Bung Karno, presiden pertama kita, menegaskan bahwa Pancasila bukan hasil kreasi beliau, melainkan beliau gali dari akar-akar kehidupan bangsa. Maka, dapat dikatakan bahwa paradoks Indonesia adalah akibat kelalaian bangsa Indonesia, khususnya para pemimpinnya, untuk secara konsekuen mengimplementasikan Pancasila. Padahal, semua pihak, ya pemimpin, ya rakyat, masih mengakui Pancasila sebagai dasar negara.

Sikap munafik ini adalah akibat perkembangan dalam perjuangan bangsa. Ketika pada 27 Desember 1949, Belanda dan masyarakat internasional mengakui kemerdekaan bangsa Indonesia, bangsa Indonesia yang keluar sebagai pemenang dari perjuangan bukan hanya para pejuang yang secara gigih berjuang, melainkan juga orang-orang Indonesia yang awalnya memihak penjajah akhirnya juga menjadi bagian dari Indonesia.

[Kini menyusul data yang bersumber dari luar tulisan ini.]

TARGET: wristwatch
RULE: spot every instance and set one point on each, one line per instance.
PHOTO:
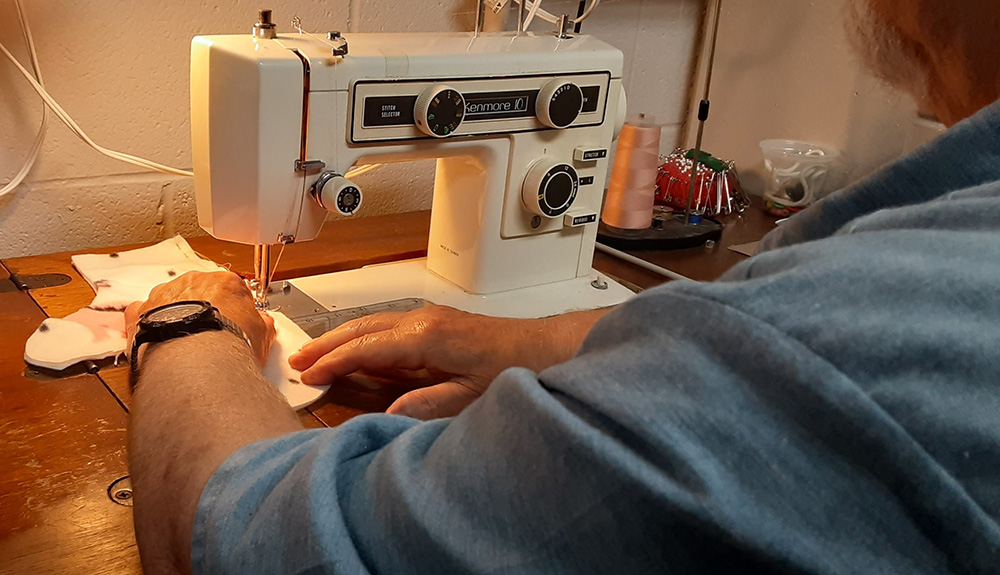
(175, 320)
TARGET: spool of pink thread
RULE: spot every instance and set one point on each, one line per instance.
(631, 192)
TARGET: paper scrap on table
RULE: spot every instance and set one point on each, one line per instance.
(97, 331)
(749, 250)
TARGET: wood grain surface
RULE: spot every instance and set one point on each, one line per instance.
(342, 245)
(701, 263)
(62, 444)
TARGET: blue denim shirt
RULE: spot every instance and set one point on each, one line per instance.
(829, 406)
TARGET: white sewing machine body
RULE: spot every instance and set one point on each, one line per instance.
(515, 200)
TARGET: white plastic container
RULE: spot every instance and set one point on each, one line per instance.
(796, 171)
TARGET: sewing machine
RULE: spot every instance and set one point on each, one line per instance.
(520, 125)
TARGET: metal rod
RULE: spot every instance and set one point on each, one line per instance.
(703, 108)
(694, 172)
(641, 263)
(262, 274)
(480, 16)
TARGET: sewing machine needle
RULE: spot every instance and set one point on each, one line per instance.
(262, 274)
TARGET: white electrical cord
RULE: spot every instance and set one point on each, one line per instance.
(36, 146)
(60, 113)
(72, 125)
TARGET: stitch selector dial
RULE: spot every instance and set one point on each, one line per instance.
(550, 188)
(559, 103)
(439, 111)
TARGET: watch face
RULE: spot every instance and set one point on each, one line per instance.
(175, 312)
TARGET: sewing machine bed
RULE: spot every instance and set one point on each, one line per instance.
(322, 302)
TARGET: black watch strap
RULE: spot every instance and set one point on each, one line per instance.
(160, 333)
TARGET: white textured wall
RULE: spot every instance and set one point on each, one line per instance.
(784, 70)
(121, 70)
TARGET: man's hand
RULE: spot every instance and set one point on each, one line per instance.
(467, 351)
(226, 291)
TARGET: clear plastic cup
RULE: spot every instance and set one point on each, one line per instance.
(796, 171)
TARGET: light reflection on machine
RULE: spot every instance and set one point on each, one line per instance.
(520, 125)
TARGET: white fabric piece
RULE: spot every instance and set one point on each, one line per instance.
(98, 330)
(289, 338)
(85, 334)
(124, 277)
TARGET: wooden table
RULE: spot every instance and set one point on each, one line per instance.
(62, 441)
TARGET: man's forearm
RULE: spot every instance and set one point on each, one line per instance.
(199, 398)
(570, 329)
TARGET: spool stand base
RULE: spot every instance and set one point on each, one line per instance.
(666, 233)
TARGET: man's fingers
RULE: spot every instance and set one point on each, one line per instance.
(441, 400)
(378, 351)
(331, 340)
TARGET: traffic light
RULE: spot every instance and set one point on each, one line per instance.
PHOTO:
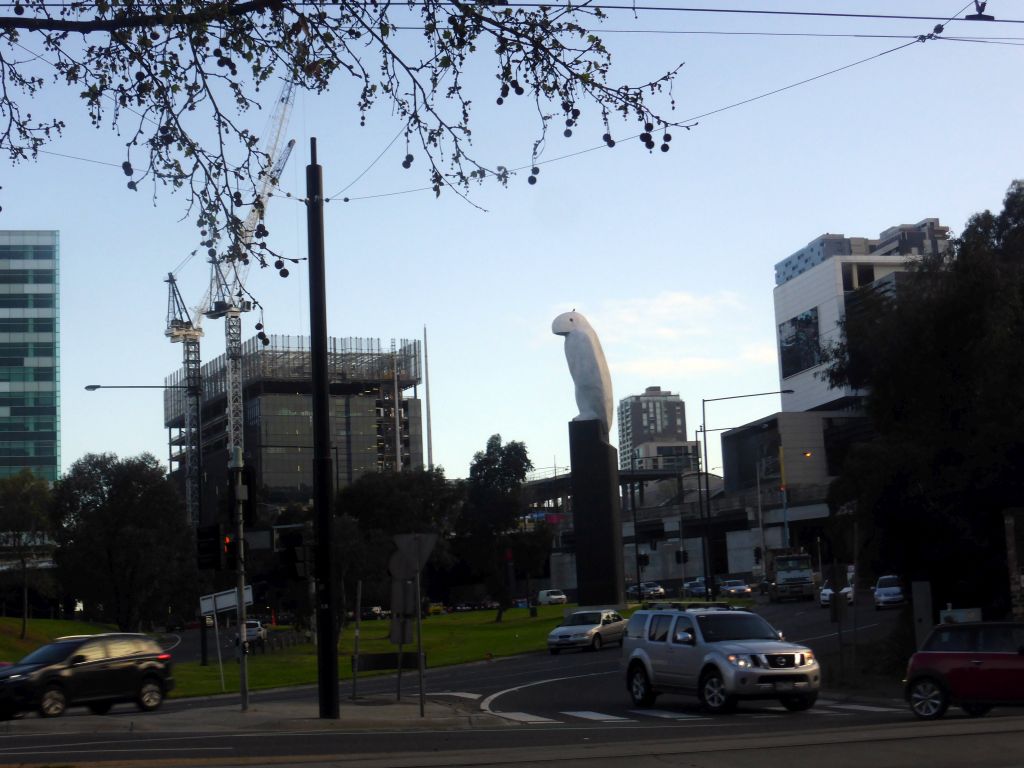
(209, 554)
(248, 506)
(230, 550)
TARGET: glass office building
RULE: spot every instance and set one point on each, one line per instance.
(30, 352)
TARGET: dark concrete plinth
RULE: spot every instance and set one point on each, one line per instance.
(596, 517)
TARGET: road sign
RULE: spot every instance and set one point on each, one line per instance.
(226, 600)
(415, 548)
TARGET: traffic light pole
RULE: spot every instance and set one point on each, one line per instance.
(241, 494)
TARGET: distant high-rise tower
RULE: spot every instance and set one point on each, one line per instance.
(30, 353)
(652, 428)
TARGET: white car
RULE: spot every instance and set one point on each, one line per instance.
(826, 592)
(587, 630)
(255, 631)
(888, 592)
(551, 597)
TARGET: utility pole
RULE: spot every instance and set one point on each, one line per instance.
(327, 645)
(241, 495)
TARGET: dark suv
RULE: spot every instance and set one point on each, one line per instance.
(975, 666)
(94, 671)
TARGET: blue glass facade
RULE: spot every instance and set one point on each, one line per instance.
(30, 352)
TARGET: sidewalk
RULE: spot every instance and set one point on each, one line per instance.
(380, 712)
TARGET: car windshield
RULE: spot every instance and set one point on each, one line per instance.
(719, 627)
(49, 653)
(580, 620)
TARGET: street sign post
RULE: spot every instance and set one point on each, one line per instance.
(226, 600)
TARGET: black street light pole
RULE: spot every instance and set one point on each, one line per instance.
(710, 585)
(327, 642)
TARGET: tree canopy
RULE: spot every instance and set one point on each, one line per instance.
(378, 506)
(25, 527)
(492, 522)
(125, 548)
(942, 357)
(175, 80)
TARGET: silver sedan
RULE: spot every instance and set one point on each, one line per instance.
(588, 630)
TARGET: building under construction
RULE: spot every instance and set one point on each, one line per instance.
(376, 421)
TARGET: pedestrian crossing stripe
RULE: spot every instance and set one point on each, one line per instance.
(523, 717)
(586, 715)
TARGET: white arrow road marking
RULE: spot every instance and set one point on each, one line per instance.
(522, 717)
(586, 715)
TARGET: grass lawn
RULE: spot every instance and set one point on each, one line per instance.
(448, 639)
(40, 631)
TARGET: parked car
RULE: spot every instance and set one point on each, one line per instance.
(650, 591)
(826, 592)
(734, 588)
(551, 597)
(975, 666)
(255, 631)
(889, 592)
(94, 671)
(721, 656)
(587, 630)
(694, 588)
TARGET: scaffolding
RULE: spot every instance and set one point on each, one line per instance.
(376, 425)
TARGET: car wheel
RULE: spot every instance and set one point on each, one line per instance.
(976, 710)
(713, 694)
(928, 699)
(53, 702)
(640, 687)
(798, 702)
(151, 694)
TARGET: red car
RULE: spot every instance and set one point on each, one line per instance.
(975, 666)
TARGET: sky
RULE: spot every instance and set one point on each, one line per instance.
(670, 255)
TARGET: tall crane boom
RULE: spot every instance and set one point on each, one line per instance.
(227, 295)
(181, 330)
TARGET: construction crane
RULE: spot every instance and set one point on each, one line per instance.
(181, 330)
(227, 296)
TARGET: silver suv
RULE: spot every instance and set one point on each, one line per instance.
(719, 655)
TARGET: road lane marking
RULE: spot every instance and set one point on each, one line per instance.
(522, 717)
(666, 715)
(485, 704)
(587, 715)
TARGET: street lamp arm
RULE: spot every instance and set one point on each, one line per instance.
(94, 387)
(754, 394)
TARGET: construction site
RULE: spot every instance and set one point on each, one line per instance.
(376, 417)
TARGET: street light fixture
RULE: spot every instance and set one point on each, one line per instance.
(710, 590)
(94, 387)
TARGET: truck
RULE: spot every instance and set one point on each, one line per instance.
(790, 574)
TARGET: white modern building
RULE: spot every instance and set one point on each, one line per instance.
(811, 291)
(652, 431)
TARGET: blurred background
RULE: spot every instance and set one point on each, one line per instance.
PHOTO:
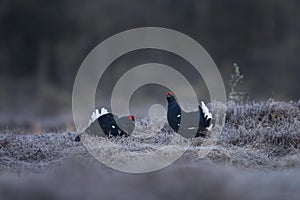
(43, 43)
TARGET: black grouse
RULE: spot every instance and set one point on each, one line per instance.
(175, 115)
(111, 125)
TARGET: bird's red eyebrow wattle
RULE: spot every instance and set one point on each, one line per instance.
(170, 93)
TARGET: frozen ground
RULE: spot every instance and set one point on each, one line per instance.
(257, 156)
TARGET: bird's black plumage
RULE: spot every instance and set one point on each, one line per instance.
(190, 127)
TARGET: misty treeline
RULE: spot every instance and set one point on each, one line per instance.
(43, 42)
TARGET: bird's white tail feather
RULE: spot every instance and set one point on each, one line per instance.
(95, 115)
(206, 111)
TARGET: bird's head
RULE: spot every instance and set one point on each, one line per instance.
(132, 118)
(170, 96)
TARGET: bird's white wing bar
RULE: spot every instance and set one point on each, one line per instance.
(206, 111)
(103, 111)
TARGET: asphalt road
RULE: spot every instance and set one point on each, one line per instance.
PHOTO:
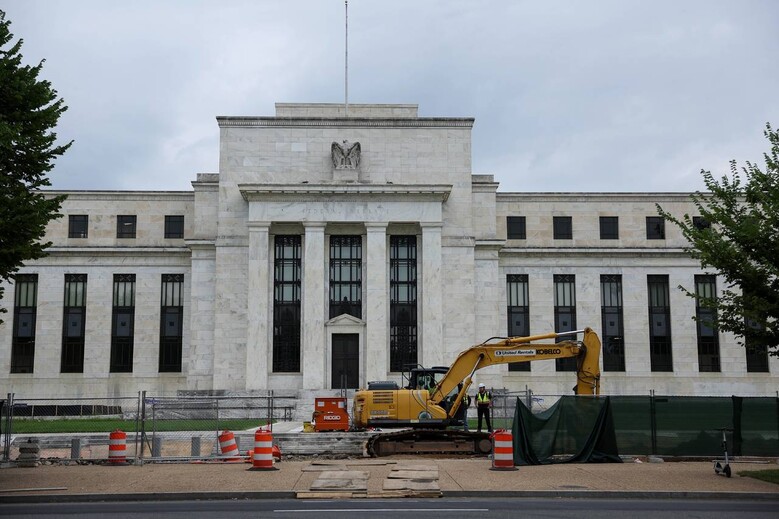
(393, 508)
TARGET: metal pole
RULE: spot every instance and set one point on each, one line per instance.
(652, 421)
(346, 58)
(143, 424)
(137, 422)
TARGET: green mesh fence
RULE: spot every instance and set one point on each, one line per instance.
(573, 430)
(691, 426)
(757, 433)
(661, 425)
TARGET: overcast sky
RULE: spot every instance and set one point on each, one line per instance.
(567, 95)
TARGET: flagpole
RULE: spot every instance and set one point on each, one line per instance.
(346, 58)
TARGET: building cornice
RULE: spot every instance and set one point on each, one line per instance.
(345, 192)
(117, 251)
(596, 251)
(342, 122)
(595, 197)
(123, 195)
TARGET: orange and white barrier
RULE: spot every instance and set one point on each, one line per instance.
(502, 450)
(227, 447)
(117, 447)
(262, 456)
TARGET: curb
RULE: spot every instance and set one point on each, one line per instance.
(520, 494)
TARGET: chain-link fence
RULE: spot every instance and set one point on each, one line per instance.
(190, 426)
(155, 427)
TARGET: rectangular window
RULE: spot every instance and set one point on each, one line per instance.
(78, 226)
(609, 227)
(700, 223)
(25, 311)
(125, 226)
(611, 313)
(660, 350)
(655, 228)
(563, 227)
(174, 226)
(286, 304)
(403, 302)
(757, 354)
(515, 228)
(171, 326)
(565, 315)
(123, 324)
(346, 276)
(518, 312)
(708, 337)
(73, 323)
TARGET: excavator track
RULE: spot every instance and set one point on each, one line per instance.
(429, 441)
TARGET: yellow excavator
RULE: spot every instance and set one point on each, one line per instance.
(430, 401)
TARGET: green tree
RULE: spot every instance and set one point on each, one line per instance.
(29, 111)
(738, 237)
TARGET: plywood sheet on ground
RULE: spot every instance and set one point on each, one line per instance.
(344, 474)
(429, 475)
(406, 484)
(340, 485)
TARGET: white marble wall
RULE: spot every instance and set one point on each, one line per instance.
(276, 177)
(634, 257)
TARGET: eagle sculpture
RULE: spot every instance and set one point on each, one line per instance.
(346, 156)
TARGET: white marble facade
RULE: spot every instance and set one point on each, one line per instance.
(276, 176)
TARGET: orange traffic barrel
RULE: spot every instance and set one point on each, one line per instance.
(262, 457)
(117, 447)
(502, 451)
(227, 446)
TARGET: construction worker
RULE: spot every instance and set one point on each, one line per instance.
(483, 404)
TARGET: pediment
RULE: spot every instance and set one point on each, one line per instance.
(345, 320)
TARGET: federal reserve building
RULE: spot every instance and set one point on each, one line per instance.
(340, 244)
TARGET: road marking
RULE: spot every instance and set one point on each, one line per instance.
(365, 510)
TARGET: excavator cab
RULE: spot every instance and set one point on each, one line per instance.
(424, 378)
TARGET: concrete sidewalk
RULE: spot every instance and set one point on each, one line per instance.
(456, 477)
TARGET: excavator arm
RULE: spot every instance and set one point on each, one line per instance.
(523, 349)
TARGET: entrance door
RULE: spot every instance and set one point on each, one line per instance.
(346, 361)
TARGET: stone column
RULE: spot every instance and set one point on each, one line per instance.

Para pejuang kemerdekaan rela dan legowo menerima mereka, satu sikap hidup yang baik sesuai dengan ajaran leluhur kita. Namun, sebenarnya setelah itu para pejuang kemerdekaan harus menjamin dan mengamankan bahwa NKRI dibangun sesuai dengan Pancasila agar masuknya para nonpejuang bahkan lawan-pejuang dalam barisan Indonesia jangan sampai merusak bangsa Indonesia. Inilah hal yang diabaikan para pejuang sejak 1950.

Tak ada usaha konsolidasi negara Pancasila, namun negara malah dibawa ke alam politik dan ekonomi yang bukan-Pancasila. Akibatnya, timbul kesempatan dan peluang bagi mereka yang pada dasarnya tak sepaham dengan perjuangan kebangsaan Indonesia untuk timbul kembali dan semakin kuat. Mereka bahkan mendapat dukungan luas dari negara-negara yang banyak kepentingannya di Indonesia dan kurang setuju Indonesia menjadi negara Pancasila yang efektif dan kuat.

Buat mereka, Indonesia boleh merdeka, tetapi dalam satu negara yang berpaham liberalisme atau dalam negara komunis atau negara Islam sesuai dengan kepentingannya.

Setelah terjadi Reformasi pada 1998, pihak yang paling kuat adalah yang berpaham liberal Barat. Meskipun yang berpaham komunis berusaha bangkit kembali, kekalahan blok komunis dalam Perang Dingin cukup berpengaruh. Yang mau menegakkan negara Islam, makin besar pula dukungannya dari Timur Tengah, tetapi belum dapat mengimbangi kaum Barat.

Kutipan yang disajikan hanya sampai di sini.